Greta looked first to the north and then to the south along the tree-lined stream running along the base of the western ridge. “Where do you suppose they are? The gunfire would have carried a long ways, echoing around this canyon.”
Spurr bit off another chunk of jerky. “Maybe they figure Boomer ain’t worth the trouble and they headed to Martín’s cabin to pick up the money.”
“Could be.” Drago laughed and adjusted his eye patch, chewing jerky.
He kept on chuckling devilishly. It was more of a snicker that he couldn’t contain.

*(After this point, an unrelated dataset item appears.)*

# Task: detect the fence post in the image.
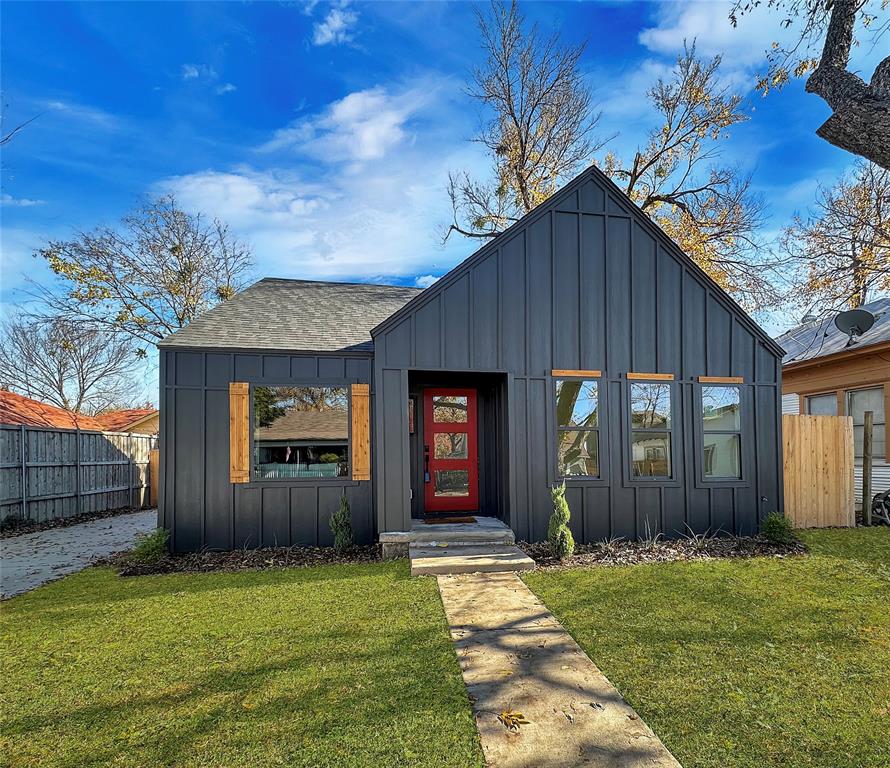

Greta and Spurr shared a curious look. Spurr looked past the girl to the old outlaw. “You gonna spit it out or choke on it?”
“The loot ain’t in Martín’s cabin.”
“Well, hell, that ain’t no surprise. The day you start tellin’ the truth about anything the devil’s gonna be chippin’ ice from his goat beard!”
Drago continued to chuckle and stare at the ground between his legs. Spurr and Greta shared another curious look.
Greta turned to the giggling outlaw, and asked, “Where is it, Boomer?”
“Somewhere safe and well cared for.”
Greta shrugged and sat back against the cabin. She didn’t care about the money. Spurr did, however. He continued to scowl at the old outlaw as he said, “Come on, spill it, Boomer. I’m just curious more than anything. All I really care about now is borin’ .44-caliber holes in them friends of yours.”
Drago cast Spurr a dubious look. “If I didn’t tell them, I sure as hell ain’t gonna tell you. Uh-uh. No, sir. Wild hosses couldn’t drag that one out of me.”
“Boys?” Greta sounded strange. She was staring at Spurr’s roan, Cochise, who had turned to gaze north along the creek, toward a notch in the stony buttes. “I think we best pack up this picnic.”